Thus, an improvement of the material properties - also on the surface and the edges of the slab - by increasing the minimum temperature before re-heating in the oven (or in the induction heating) by means of insulating elements in the continuous casting and / or behind the continuous casting can be achieved.

The proposed continuous casting for continuous casting of a metallic strand having a casting machine in which the slab-shaped metal can be applied with still molten core from a mold vertically, wherein in the conveying direction behind the mold a pouring arc is arranged with a number Gießbogensegmente, with the the slab can be deflected into the horizontal, wherein each Gießbogensegment has a number of segmented rollers, which are designed to make contact with the slab surface, according to the invention is characterized in that along the casting arc in the region before the casting end a number of segment rollers are provided with adjusting means to to be able to lift the segmented roll from the slab surface, wherein at least one movable thermal insulating element is present, which in a passive position outside the Gießbogensegments and in an active position within the Gießbogensegments and between the lifted segment roll and the slab can be placed.

The at least one movable thermal insulation element can be arranged horizontally and transversely to the conveying direction of the slab by the adjusting means.

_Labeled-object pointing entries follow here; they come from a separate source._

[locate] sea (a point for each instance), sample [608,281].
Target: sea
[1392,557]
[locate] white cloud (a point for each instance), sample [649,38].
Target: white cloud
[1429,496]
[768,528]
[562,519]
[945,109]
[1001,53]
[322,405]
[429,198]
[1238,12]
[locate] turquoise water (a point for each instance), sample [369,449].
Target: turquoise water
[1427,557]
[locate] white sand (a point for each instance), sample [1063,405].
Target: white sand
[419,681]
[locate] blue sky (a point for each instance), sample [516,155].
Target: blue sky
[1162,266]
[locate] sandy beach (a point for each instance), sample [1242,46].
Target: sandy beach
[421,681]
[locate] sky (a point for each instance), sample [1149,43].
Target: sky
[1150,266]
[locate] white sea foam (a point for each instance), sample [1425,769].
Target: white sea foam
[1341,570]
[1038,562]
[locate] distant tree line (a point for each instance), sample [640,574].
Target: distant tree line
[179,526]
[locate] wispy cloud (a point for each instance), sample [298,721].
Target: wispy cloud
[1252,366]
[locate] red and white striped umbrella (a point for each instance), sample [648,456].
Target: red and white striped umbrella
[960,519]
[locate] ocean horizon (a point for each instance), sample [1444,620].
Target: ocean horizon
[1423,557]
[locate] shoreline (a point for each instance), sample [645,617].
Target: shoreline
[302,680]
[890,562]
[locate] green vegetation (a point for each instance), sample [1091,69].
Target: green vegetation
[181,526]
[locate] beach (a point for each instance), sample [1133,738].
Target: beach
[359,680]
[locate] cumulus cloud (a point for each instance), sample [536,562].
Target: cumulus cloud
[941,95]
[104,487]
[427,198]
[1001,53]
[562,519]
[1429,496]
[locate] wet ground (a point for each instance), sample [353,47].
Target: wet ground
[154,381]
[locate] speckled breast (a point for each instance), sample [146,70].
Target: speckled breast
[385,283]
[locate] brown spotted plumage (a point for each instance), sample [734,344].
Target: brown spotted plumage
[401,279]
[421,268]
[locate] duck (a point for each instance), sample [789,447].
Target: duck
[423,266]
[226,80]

The thermal insulation elements used are known as such in the prior art. These solutions can be used. It is this particular on the EP 0 198 595 B1 , on the EP 0 005 340 B1 , on the DE 1 452 102 A1 and on the EP 0 042 656 B1 pointed.

With the proposed approach, an increase in the temperature of the slab behind the casting machine and a higher furnace inlet temperature is achieved, without having to drive this an additional energy cost.

• Die Segmentrollen sollen bei Bedarf, das heißt wenn die (Aus-)Kühlung der durcherstarrten Bramme vermindert werden soll, vom Strang abheben, das heißt in den Rollensegmenten, in denen der Strang bereits durcherstarrt ist. Hierdurch wird der den Strang kühlende Kontakt der Rollen vermieden. Zweckmäßiger Weise sind dabei die Rollen angetrieben, um eine einseitige Erwärmung und Deformation der Rollen zu vermeiden. Dies gilt insbesondere, wenn die Rollen ungeschützt, das heißt ohne Dämmung, längere Zeit der Brammenstrahlung ausgesetzt sind.

In order to reduce the cost of re-heating the slab in the furnace and thus save energy costs, the following measures are proposed in the field of continuous casting (including the further transport to the furnace):

• If necessary, that is, when the cooling of the solidified slab is to be reduced, the segmented rolls should lift off from the strand, that is to say in the roll segments in which the strand is already solidified. As a result, the strand cooling the contact of the rollers is avoided. Conveniently, the rollers are driven in order to avoid unilateral heating and deformation of the rollers. This is especially true if the roles unprotected, that is without insulation, a long time the slab radiation are exposed.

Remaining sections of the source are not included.